Bale, Rachael. “What the Ban on Elephant Trophies Means.” National Geographic, National Geographic Society, 18 Nov. 2017, news.nationalgeographic.com/2017/11/wildlife-watch-trump-trophy-hunting-ban-tweet-elephants0/.
This article was written by Rachael Bale, published on November 17, 2017 for National Geographic. It discusses President Trump's decision to keep the ban on importing game trophies from Zambia and Zimbabwe. Days prior, the U.S. Fish and Wildlife Service under Trump's administration opted to lift the Obama administration's ban on imported trophies. This was announced on November 15, 2017 at the Safari Club International event, which elicited substantial backlash. The Obama administration decided to impose this ban due to findings that the status-quo of hunting did not contribute to the survival and longevity of African species, especially elephants, whose population has declined 11% since 2005 due to ivory poaching.
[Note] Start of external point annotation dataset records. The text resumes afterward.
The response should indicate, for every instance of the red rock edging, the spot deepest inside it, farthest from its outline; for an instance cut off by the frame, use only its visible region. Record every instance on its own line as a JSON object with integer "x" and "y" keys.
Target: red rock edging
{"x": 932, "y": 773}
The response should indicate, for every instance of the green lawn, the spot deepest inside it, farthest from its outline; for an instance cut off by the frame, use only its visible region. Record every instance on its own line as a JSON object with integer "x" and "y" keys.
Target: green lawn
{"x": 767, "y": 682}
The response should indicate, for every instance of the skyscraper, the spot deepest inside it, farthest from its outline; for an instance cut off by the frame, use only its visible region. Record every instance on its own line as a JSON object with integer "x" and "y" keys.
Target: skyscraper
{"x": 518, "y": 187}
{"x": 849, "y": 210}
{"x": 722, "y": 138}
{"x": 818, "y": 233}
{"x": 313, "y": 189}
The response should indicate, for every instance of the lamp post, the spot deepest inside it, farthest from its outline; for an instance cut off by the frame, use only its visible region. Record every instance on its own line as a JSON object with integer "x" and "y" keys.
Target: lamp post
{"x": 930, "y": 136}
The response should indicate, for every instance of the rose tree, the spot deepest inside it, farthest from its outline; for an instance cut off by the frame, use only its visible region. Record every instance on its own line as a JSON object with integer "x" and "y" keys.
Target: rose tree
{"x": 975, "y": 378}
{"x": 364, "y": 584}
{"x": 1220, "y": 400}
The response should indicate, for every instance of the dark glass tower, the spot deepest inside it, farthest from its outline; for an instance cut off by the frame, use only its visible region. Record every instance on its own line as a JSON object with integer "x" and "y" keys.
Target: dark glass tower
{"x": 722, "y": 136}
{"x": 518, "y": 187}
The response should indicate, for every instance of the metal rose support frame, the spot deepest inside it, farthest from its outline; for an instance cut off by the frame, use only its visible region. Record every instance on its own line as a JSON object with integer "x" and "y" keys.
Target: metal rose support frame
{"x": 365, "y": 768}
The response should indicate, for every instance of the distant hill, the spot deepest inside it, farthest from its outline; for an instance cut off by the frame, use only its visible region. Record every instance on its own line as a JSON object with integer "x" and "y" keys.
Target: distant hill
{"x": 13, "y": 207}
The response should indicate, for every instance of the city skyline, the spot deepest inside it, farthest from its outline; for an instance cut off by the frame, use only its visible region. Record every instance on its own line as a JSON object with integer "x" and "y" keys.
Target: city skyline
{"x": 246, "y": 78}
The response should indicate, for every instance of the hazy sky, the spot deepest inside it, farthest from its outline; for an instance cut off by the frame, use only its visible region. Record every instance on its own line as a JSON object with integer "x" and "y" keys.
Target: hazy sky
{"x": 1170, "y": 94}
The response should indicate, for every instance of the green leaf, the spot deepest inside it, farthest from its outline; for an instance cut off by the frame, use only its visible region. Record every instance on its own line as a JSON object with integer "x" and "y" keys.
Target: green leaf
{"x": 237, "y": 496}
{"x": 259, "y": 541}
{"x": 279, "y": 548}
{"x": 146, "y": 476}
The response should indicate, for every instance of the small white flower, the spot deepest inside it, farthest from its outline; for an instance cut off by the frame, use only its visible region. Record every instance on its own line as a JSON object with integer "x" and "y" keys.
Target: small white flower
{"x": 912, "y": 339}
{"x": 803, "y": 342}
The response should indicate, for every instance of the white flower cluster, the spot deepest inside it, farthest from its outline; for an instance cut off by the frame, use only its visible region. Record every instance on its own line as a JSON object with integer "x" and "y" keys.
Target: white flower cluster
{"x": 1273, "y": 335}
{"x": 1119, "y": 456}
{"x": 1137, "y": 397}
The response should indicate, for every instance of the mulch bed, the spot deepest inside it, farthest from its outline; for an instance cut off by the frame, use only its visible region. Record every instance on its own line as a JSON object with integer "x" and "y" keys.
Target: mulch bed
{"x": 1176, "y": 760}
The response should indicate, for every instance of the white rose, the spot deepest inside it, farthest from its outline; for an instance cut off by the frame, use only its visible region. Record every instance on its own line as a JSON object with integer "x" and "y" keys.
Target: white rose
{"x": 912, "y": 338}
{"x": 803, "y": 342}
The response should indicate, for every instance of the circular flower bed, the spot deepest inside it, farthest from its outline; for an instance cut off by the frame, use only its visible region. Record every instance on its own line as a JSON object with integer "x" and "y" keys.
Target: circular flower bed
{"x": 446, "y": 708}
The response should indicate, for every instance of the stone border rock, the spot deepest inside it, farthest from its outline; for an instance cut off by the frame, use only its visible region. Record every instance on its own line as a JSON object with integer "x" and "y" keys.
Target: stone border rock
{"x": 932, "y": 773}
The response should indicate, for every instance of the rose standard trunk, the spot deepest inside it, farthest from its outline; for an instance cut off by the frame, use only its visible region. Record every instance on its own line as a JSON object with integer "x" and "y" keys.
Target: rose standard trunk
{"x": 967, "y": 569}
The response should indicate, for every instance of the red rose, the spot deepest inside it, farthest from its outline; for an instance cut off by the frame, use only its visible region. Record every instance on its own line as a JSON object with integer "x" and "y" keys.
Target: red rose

The article touches on hunters' claims that their hunting fees are pooled into local communities, which allegedly creates incentives for conservation campaigns. There are also concerns of people exploiting legal hunting policies and using them s alibis to hunt animals illicitly. Despite the Secretary of the Interior, Ryan Zinke's statements that hunting can help endangered or threatened species, he said that import permits would be put on hold. This article provides context and introduces the onset of this whole issue. This initial issue will segway into the broader topics of trophy hunting and the sentiments held by certain people.